B. La décision de la SAR de rejeter la demande d’asile de la demanderesse en raison d’un manque de crédibilité est raisonnable.

[25] La demanderesse affirme que la conclusion de la SAR quant à son manque de crédibilité était déraisonnable parce que, selon elle, la SAR n’a pas tenu compte des effets que le traumatisme subi en tant que victime de violence familiale a eu sur son témoignage devant la SPR. La demanderesse conteste aussi le caractère raisonnable de la décision au motif qu’elle a été privée de son droit d’être représentée par un avocat de son choix puisqu’elle ne savait pas que son ancien consultant n’était pas avocat et qu’elle a été privée de son droit d’être entendue puisque sa fille n’a pas pu témoigner devant la SPR.

[26] Tout d’abord, comme souligné par la SAR au paragraphe 27 de sa décision, la demanderesse n’a pas contesté les conclusions de la SPR concernant sa crédibilité, plus précisément en ce qui concerne (i) sa conduite qui n’était pas celle d’une personne en danger lorsqu’elle est retournée vivre avec son mari au Koweït après l’avoir quitté, (ii) son témoignage vague et superficiel, et (iii) le fait qu’elle a évité les questions qui lui ont été posées concernant ses allégations de violence.
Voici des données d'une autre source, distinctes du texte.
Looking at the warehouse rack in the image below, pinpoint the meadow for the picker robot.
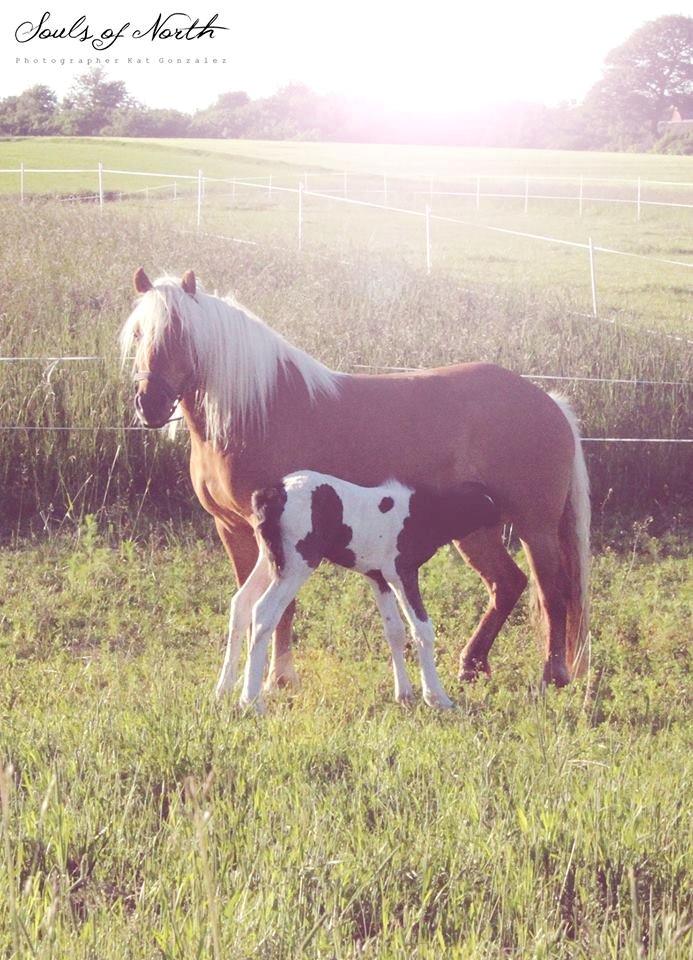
[0,138,693,339]
[0,141,693,960]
La demanderesse soulève donc les arguments au sujet de la crédibilité pour la première fois devant notre Cour.

[27] Bien que je sois d’accord avec le défendeur qu’il n’appartient pas à cette Cour d’examiner de nouveaux arguments qui n’ont pas été invoqués devant la SAR (Kanawati c Canada (Citoyenneté et Immigration), 2020 CF 12 au para 23), j’examinerai, à l’intention de la demanderesse, ses arguments concernant la question de crédibilité et j’expliquerai pourquoi les conclusions de la SAR à ce sujet étaient raisonnables.

[28] Premièrement, la demanderesse n’a présenté aucun élément de preuve à l’appui de son allégation selon laquelle le traumatisme provoqué par la violence familiale a affecté sa mémoire; elle ne s’est donc pas acquittée de son fardeau d’établir cette allégation (Chen c Canada (Citoyenneté et Immigration), 2022 CF 1122 au para 37). Ceci ne saurait, à mon avis, justifier le témoignage vague, superficiel et incohérent de la demanderesse, que la SPR et la SAR ont raisonnablement conclu diminuait sa crédibilité.
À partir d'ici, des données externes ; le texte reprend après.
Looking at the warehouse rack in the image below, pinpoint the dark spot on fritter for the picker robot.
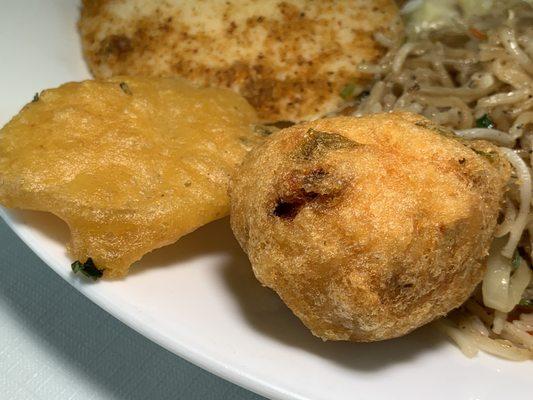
[101,35,133,59]
[297,128,360,161]
[272,168,345,220]
[273,195,316,219]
[29] Je note également que la SPR et la SAR étaient conscientes du caractère délicat des allégations et que les deux tribunaux ont fait remarquer qu’ils avaient examiné et appliqué les Directives no 4 du président intitulées Considérations liées au genre dans les procédures devant la CISR. La SPR mentionne même expressément, dans sa décision, qu’elle s’est assurée de répéter ses questions en les formulant différemment afin d’être certaine que la demanderesse les comprenait et avait toute la latitude voulue pour répondre; cependant, la SPR a conclu que les réponses de la demanderesse demeuraient vagues et superficielles.

[30] Deuxièmement, comme je l’ai déjà signalé, la SAR a conclu que la décision de l’ancien consultant de ne pas faire témoigner la fille de la demanderesse devant la SPR ne constituait pas un exemple d’incompétence. La SAR a également examiné de façon raisonnable l’argument de la demanderesse lorsque celle-ci a affirmé ne pas savoir que son consultant en immigration n’était pas avocat. Pour ce faire, la SAR s’est référée (i) au formulaire Fondement de la demande d’asile, (ii) au formulaire Recours aux services d’un représentant, et (iii) au mandat de représentation conclu entre l’appelante et son ancien consultant en immigration; tous ces documents étaient signés par la demanderesse et indiquaient clairement que son ancien représentant était consultant, et non avocat.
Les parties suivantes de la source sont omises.